The paper review featured David Aaronovitch of The Times and someone he introduced as "Isabel Hardman of almost everywhere", which is both funny and true - though she's still got a long way to go to beat Nabila Ramdani (who, according to Twitter - and, therefore, clearly true - will be reading Radio 4's Shipping Forecast later today).
There was a telling sign of BBC thinking though during a powerful section of the paper review dealing with anti-Semitism. David Aaronovitch was beginning to make a point that, despite being true, is rarely said on the BBC.
Andrew Marr instantly became nervous:
David Aaronovitch: Anti-Semitism is a light sleeper. I never...I think, for a while in my life, I thought we'd done it. It had gone. We'd defeated it, and so on. Whether to a certain extent it's been, you know, what's happened in Palestine linked to the fact that we've had a significant increase in the Muslim population, large numbers of who don't feel that warmly towards Jews for various reasons....
Andrew Marr: Tread carefully, yes. I mean...
David Aaronovitch: Well, I am being careful...

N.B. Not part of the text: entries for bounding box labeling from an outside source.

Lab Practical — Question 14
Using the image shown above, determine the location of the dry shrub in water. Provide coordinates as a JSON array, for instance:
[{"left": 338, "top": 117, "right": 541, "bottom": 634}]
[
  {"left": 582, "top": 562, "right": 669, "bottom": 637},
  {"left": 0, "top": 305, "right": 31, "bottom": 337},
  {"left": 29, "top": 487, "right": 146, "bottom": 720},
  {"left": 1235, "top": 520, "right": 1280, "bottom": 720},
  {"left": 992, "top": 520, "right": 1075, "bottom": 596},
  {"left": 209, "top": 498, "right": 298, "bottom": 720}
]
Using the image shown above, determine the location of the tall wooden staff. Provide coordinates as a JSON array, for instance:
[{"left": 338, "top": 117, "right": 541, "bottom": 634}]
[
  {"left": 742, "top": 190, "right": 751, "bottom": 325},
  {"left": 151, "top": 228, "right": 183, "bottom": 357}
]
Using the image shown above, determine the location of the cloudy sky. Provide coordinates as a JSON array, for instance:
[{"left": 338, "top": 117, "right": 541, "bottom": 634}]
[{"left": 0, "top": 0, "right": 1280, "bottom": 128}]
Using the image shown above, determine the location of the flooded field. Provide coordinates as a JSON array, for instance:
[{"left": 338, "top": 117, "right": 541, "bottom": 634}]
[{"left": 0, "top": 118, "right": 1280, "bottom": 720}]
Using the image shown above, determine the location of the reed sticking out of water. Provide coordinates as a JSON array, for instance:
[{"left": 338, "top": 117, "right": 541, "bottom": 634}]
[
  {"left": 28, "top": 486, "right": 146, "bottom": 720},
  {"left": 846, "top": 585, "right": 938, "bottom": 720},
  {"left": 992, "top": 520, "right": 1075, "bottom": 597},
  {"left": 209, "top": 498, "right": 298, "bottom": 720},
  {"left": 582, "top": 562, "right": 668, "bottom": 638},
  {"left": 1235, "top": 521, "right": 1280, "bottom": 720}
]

Andrew Marr: Yes, I know, all right...
David Aaronovitch: ...because I don't want to say most Muslims, all Muslims, feel like that, but more do than was the case in the British population before that.
The two big political interviews of the day were with Nick Clegg and Natalie Bennett of the Greens.
The interview with the Lib Dem leader was lively, that with the Green leader more sedate. The closing sofa discussion saw David A, Isabel H and Natalie B ganging up on Nick C to get him to say that the Greens should be involved in the election leader debates on TV. Nick Clegg wriggled before saying to Ms Bennett that she's looking out for Green Party interests and he's only doing the same - a point no one picked up on as they ran out of time. They'd missed a rare (forced) admission from a leading politician that party advantage trumps everything in this kind of area.
Asked about where the money would come from to finance her party's lavish spending commitments, Natalie Bennett, of course, went straight for scrapping the Trident nuclear weapons replacement, thus saving £100 billion over its lifetime.
Andrew Marr later asked her about an extraordinary commitment she's made:
One other really big issue of course is your economic policy. You want to give a kind of citizen’s income (I think you call it) of £80 a week to everybody in the country regardless of whether they’re in prison, whether they’re asylum seekers or anything. Now this has been costed at £240 billion a year, which seems an extraordinary amount of money. How are you possibly going to raise the money for that?
It's one of the advantages of being an armchair interviewer that I can see that he should then have gone on to join the two points together and point out that such a commitment over a five-year parliament would could £1,200 billion in total - or, in other words, twelve times more than the cost of replacing Trident (her rabbit in the hat). But he didn't ask that, and I wasn't a studio guest who could sneak that in during 'sofa time' at the end.
And that's all I've got say about that.